Hemodialysis without Anticoagulation
Dialysis procedures can be successfully performed without the use of anticoagulation. This may be necessary in patients with an active bleeding diathesis (e.g., intracranial hemorrhage). In such cases, membranes with the lowest thrombogenicity (e.g., polysulfone) should be used. To minimize the chances for clotting, treatment times should be ideally limited to 2 to 3 hours and blood flows should be attempted at least as fast as 250 mL/min. Rinsing of the extracorporeal circuit with 25 to 150 mL of saline through the arterial port is another technique, which can aid in the prevention of circuit clotting (89,90).

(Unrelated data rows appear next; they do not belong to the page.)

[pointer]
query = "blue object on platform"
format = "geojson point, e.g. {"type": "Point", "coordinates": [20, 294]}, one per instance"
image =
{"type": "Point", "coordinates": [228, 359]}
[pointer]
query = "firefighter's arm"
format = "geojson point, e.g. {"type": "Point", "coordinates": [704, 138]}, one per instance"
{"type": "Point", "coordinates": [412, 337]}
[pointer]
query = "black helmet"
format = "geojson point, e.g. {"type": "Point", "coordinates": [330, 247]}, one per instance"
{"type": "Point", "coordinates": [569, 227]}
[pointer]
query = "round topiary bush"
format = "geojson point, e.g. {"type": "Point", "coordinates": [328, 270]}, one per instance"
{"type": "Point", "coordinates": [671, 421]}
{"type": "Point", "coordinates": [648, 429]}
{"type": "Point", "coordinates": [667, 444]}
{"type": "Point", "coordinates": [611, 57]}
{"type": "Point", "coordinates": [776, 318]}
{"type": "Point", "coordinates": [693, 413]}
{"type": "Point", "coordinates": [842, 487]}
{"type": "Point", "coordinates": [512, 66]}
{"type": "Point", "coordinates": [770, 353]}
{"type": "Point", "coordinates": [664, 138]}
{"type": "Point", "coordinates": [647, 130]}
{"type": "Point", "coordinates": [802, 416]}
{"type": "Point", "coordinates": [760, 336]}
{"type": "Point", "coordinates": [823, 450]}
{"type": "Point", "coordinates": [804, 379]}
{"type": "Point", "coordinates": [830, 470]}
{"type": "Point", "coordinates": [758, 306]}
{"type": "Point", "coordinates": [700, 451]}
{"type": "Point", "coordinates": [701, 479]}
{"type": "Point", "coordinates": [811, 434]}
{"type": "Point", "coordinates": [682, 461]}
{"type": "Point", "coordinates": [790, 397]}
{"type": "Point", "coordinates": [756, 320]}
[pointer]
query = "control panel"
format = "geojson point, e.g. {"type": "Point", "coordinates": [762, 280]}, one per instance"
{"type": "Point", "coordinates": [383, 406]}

FACTORS PREVENTING ADEQUATE ANTICOAGULATION
Both dialyzer clotting and excessive bleeding can occur in patients with ESKD who have apparently stable heparin prescriptions. These situations can usually be traced to either patient-related issues or technical problems in therapy delivery.
Patient-Related Issues
Comorbid conditions such as infections, intercurrent illnesses, or underlying disease exacerbations [systemic lupus erythematosus (SLE), chronic obstructive pulmonary disease (COPD), congestive heart failure (CHF)] may change a patient’s coagulation status. Intercurrent illnesses have been shown to affect the elimination rate of heparin (91). In cases of infection or disease exacerbations, vigilance should be maintained to ensure proper anticoagulation is maintained. These conditions often require a temporary increase in the heparin dosage to prevent extracorporeal circuit clotting.
Heparin can physically interact with a number of drugs (92); however, with the possible exception of nitroglycerin (93,94), there is little evidence that drugs alter the anticoagulant effect of heparin. Smoking increases the elimination rate of heparin (95), and a history of smoking was found to be a significant covariate in population pharmacodynamic models of heparin dosing in hemodialysis patients (21).
Patients treated with erythropoietin require more heparin to prevent dialyzer clotting (96,97). Whether this fact is a reflection of the induction of higher hematocrit concentrations or a result of some reversal of the uremic bleeding tendency is a matter of speculation. In either case, patients receiving erythropoietin-stimulating agents may require higher doses of anticoagulants to achieve successful dialysis.
Technical Problems in Therapy Delivery
As summarized in TABLE 4.2, there are many factors that can potentially go wrong during any given hemodialysis session, thereby leading to either dialyzer clotting or excessive bleeding. These situations should be investigated before attributing the problem to a faulty anticoagulation prescription.